The sunset happened, but the red and orange colors were visible scattered in the atmosphere.
I started searching for my homestay—Sukoon Homestay. But, eventually, when I got, nobody was there.
Then, I glanced around nearby houses, but it was hard to spot anyone.
Ultimately, after waiting for approximately 45 mins inside. I decided to move to another place as it had already got dark and the chances of someone coming seemed less.
She was polite and gentle, and I learned she was the homestay owner.
Immediately, she showed us the room for the stay. I found the room pretty maintained and lovely.
As she said a word, I sensed that she could understand & speak Hindi though not fluently.
The night had already happened, and dinner time was inching closer. Therefore, she asked us whether we wanted to eat at home today or experience something else outside the restaurant.
I wanted to experience outside that day, so I skipped homemade food for dinner.
The first cafe that drew my eye was Friends Cafe & Restaurant. Hence, I went there to have dinner.
I noticed local Balti-Cusine on the menu:
- Buckwheat Kisir with Tsamik
- Kisir with Maskot
- Veg Thukpa
I tried Balay.
The food was satisfactory.
Also, the reason to come to Turtuk was to capture the Milkyway.
- Aye, you could spot the Milkyway where the skies are clear. Undoubtedly, Turtuk is amongst those locations in Ladakh.
The First Time I Attempted to Capture the MilkyWay
After having dinner, we straightforwardly went to the rooftop. I didn’t bring my Tripod deliberately because my cousin was taking it. Also, the bike became so occupied that carrying anything additional wouldn’t be feasible.

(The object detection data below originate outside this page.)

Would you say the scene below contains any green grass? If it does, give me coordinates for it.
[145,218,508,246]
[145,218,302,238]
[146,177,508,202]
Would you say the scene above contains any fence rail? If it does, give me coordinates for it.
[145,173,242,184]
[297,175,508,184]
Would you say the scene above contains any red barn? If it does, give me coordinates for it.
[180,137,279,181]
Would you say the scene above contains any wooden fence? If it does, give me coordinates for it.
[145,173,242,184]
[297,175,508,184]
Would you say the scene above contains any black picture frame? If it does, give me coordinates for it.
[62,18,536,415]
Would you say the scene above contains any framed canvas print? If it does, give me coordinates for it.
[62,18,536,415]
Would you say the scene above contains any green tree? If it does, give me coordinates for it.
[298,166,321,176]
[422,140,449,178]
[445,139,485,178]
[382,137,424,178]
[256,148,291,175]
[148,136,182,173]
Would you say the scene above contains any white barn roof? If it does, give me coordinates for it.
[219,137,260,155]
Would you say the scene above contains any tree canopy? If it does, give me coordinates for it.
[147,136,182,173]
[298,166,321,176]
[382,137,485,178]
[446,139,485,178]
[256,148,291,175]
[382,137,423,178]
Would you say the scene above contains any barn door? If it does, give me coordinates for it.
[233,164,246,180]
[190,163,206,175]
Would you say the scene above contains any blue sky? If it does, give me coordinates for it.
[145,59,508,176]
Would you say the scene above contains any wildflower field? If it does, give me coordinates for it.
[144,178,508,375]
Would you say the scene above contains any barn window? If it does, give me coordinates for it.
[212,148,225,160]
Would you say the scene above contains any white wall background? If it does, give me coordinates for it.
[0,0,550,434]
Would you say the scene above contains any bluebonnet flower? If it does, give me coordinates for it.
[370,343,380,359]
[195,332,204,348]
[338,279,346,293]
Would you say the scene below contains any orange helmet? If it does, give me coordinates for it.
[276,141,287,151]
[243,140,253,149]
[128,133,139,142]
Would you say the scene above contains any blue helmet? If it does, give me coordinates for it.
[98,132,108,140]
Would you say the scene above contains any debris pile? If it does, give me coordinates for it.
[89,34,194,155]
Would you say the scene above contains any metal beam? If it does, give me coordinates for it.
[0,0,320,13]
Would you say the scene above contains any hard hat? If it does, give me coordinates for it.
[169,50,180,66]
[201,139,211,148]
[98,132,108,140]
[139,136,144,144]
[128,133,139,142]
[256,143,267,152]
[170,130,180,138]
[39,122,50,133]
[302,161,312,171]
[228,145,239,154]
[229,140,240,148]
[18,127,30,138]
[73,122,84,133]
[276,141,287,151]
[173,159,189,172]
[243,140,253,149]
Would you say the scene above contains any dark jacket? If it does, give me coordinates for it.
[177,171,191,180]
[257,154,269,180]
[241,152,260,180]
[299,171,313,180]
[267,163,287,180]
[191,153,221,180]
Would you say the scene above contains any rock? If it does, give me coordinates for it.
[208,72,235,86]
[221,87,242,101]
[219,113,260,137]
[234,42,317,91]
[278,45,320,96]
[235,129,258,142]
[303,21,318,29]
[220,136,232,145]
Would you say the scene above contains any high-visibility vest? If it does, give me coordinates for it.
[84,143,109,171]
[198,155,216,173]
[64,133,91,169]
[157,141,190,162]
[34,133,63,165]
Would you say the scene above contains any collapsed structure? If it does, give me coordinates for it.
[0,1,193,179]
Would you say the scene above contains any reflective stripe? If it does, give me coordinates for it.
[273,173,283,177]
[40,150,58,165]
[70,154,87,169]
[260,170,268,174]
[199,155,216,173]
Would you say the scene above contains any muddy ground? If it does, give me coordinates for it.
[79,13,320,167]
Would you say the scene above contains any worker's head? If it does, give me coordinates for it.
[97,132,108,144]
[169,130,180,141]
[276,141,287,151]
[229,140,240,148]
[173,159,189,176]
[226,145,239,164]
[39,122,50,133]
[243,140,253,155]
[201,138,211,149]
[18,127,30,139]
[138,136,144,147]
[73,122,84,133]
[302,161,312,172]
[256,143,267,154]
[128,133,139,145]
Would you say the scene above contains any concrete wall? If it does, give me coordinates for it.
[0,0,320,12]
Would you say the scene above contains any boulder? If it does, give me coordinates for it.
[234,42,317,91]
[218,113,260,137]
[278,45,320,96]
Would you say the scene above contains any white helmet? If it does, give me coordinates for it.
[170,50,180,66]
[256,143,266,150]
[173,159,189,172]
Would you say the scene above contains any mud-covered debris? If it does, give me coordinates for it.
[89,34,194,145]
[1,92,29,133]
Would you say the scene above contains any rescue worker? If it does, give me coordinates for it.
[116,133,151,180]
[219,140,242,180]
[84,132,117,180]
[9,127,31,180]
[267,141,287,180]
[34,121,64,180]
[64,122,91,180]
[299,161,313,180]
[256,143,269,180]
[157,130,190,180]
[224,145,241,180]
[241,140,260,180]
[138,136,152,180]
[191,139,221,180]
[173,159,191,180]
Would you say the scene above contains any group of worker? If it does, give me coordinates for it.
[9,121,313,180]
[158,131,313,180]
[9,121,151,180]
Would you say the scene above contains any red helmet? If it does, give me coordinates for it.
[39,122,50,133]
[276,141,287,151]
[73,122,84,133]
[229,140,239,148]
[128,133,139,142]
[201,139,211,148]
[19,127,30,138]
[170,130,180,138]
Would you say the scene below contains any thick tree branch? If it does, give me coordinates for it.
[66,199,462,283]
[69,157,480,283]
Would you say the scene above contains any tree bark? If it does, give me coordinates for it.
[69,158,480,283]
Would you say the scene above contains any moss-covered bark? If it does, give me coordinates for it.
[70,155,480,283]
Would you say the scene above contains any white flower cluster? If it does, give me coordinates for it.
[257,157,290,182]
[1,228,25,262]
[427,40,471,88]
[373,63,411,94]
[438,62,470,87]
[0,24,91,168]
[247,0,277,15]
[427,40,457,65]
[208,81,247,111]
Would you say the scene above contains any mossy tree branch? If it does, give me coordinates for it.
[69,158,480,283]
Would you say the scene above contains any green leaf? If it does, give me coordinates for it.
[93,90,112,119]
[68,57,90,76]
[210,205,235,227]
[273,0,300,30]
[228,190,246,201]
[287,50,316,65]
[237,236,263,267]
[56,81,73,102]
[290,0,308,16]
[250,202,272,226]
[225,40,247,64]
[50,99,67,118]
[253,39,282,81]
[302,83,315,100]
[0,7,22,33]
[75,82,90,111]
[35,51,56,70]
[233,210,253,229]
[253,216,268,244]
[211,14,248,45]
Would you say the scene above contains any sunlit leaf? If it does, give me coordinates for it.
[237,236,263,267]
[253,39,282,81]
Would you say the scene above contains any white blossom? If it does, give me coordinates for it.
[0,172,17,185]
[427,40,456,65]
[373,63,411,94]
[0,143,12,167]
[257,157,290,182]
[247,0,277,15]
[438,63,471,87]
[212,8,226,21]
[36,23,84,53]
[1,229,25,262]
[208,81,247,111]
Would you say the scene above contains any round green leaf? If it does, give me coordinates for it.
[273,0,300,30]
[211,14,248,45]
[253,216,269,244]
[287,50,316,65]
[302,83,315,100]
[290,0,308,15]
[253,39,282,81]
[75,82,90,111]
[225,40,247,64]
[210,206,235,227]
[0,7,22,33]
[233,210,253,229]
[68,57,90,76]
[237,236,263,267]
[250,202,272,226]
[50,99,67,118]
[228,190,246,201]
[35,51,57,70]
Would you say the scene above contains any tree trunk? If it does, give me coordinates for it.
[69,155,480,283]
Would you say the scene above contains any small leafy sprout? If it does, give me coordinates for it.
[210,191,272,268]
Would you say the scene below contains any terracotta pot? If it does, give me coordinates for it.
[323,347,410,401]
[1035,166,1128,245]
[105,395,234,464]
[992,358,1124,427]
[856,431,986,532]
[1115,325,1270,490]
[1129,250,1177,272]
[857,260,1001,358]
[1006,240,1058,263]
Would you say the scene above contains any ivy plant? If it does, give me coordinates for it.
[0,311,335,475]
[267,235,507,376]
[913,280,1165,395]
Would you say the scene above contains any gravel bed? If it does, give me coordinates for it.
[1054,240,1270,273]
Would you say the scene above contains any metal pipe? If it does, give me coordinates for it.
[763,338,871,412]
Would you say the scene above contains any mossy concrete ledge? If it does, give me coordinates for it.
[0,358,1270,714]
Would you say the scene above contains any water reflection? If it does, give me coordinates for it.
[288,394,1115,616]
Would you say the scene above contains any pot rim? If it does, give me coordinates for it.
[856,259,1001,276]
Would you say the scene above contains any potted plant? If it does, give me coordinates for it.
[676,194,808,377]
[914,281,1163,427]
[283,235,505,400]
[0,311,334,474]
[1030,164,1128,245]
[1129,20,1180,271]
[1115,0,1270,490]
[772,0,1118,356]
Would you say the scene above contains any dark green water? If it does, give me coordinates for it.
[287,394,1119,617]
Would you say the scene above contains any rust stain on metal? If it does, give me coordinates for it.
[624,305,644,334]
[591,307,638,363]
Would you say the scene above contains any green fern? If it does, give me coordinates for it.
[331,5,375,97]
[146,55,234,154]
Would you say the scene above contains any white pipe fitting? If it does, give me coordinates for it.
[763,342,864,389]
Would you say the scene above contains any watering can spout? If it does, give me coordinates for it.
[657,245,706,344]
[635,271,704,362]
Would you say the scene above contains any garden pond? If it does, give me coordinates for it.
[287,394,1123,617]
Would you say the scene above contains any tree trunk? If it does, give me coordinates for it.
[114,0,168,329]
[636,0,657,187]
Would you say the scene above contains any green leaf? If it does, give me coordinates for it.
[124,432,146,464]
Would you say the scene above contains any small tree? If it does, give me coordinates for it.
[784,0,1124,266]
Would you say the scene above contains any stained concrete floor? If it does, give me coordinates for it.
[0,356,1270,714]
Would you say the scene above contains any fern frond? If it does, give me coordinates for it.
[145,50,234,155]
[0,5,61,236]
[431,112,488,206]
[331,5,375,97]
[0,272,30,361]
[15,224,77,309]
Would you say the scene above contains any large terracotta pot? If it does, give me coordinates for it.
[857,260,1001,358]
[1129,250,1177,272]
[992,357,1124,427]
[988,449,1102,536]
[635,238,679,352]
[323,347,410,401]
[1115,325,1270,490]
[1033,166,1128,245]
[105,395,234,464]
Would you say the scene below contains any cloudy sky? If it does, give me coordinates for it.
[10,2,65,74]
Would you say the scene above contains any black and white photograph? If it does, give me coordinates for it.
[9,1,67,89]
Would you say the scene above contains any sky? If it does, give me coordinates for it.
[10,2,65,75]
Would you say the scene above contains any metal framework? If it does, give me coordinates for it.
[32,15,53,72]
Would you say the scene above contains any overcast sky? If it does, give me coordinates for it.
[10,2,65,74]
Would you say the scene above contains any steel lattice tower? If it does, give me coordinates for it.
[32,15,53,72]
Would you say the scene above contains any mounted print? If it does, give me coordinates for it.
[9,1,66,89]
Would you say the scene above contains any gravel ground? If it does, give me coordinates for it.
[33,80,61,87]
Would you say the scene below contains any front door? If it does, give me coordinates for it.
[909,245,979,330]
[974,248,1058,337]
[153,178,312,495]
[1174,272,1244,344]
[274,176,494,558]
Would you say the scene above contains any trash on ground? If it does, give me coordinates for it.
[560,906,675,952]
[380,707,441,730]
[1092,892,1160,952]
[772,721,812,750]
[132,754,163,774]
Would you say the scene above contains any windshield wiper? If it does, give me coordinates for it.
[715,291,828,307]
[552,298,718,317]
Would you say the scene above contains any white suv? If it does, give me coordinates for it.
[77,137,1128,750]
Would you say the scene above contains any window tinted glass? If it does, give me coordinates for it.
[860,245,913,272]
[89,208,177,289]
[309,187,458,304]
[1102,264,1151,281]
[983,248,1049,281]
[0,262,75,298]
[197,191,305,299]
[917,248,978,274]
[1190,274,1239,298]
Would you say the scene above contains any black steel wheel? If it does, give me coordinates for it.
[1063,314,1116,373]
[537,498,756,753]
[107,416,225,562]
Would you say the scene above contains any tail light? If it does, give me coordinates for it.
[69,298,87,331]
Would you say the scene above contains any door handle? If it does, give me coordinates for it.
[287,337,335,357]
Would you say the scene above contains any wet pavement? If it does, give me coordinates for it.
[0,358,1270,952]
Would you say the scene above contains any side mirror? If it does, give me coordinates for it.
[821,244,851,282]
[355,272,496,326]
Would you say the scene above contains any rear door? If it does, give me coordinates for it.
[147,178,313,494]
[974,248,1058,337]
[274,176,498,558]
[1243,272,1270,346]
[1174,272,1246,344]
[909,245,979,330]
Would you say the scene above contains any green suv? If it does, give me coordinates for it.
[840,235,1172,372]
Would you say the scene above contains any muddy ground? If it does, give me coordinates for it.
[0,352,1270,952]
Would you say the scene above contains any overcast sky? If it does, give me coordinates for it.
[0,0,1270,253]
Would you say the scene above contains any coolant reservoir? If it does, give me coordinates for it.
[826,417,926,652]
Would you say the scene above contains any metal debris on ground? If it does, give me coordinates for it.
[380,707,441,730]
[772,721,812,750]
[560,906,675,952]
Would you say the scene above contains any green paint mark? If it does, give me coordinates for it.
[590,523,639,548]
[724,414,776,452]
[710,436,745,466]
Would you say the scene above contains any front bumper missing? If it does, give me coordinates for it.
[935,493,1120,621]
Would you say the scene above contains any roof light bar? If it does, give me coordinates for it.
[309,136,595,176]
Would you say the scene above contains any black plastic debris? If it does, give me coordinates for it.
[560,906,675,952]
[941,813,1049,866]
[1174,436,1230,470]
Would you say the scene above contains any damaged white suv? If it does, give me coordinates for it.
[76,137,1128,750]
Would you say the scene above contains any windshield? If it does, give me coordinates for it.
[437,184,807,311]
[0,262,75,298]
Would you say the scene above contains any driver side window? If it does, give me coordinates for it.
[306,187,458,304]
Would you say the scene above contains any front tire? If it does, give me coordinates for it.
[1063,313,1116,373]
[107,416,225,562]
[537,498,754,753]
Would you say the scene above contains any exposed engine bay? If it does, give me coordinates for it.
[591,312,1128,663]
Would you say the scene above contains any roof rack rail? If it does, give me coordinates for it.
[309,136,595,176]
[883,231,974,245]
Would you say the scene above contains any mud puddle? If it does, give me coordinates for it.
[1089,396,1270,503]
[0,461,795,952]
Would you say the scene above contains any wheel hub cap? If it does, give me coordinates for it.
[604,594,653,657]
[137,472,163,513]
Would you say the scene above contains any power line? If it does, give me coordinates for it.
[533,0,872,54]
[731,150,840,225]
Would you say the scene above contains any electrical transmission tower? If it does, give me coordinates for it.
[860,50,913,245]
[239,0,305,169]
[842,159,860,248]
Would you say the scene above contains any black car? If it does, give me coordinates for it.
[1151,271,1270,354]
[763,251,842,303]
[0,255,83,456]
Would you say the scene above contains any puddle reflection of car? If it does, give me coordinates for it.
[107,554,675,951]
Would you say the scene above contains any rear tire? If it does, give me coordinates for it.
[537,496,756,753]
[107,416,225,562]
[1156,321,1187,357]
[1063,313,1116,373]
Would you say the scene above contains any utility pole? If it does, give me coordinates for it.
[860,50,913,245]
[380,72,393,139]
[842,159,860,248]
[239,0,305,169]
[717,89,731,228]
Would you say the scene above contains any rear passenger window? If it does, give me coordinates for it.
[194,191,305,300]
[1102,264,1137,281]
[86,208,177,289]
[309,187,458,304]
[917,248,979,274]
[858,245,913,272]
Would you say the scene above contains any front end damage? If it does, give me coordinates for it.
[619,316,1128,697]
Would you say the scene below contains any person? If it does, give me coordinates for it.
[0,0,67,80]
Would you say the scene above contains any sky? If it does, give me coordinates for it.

I headed to the rooftop. The stars were visible, but a few patches of clouds were also present in the sky.
However, I learned that there’s no perfect setting to shoot Milkyway. Indeed, it’s tried and tested.
Firstly, I tried the following settings:
- S- 60sec, F/2.8, ISO – 1000
I could see multiple starts from that setting, but the proper Milkyway was not visible.
Indeed, we have downloaded an app called Star Walk 2, through which we can spot where the Milkyway would take place in the sky.
However, we could locate the direction in the sky but couldn’t capture the Milkyway.
I shot the following photograph with the settings:
- S– 50sec, F/2.8, ISO – 1000
I tried different settings. Mostly I experimented with the shutter speed and ISO—I got some soulful shots but not the Milkyway I desired to shoot at nighttime.
Honestly, I didn’t feel disappointed—as I tried my best.
So, my Leh to Turtuk journey was fabulous. Moreover, it was not tiring. Indeed, the mesmerizing surroundings would not let that even happen.
Hence, a fantastic drive awaits you!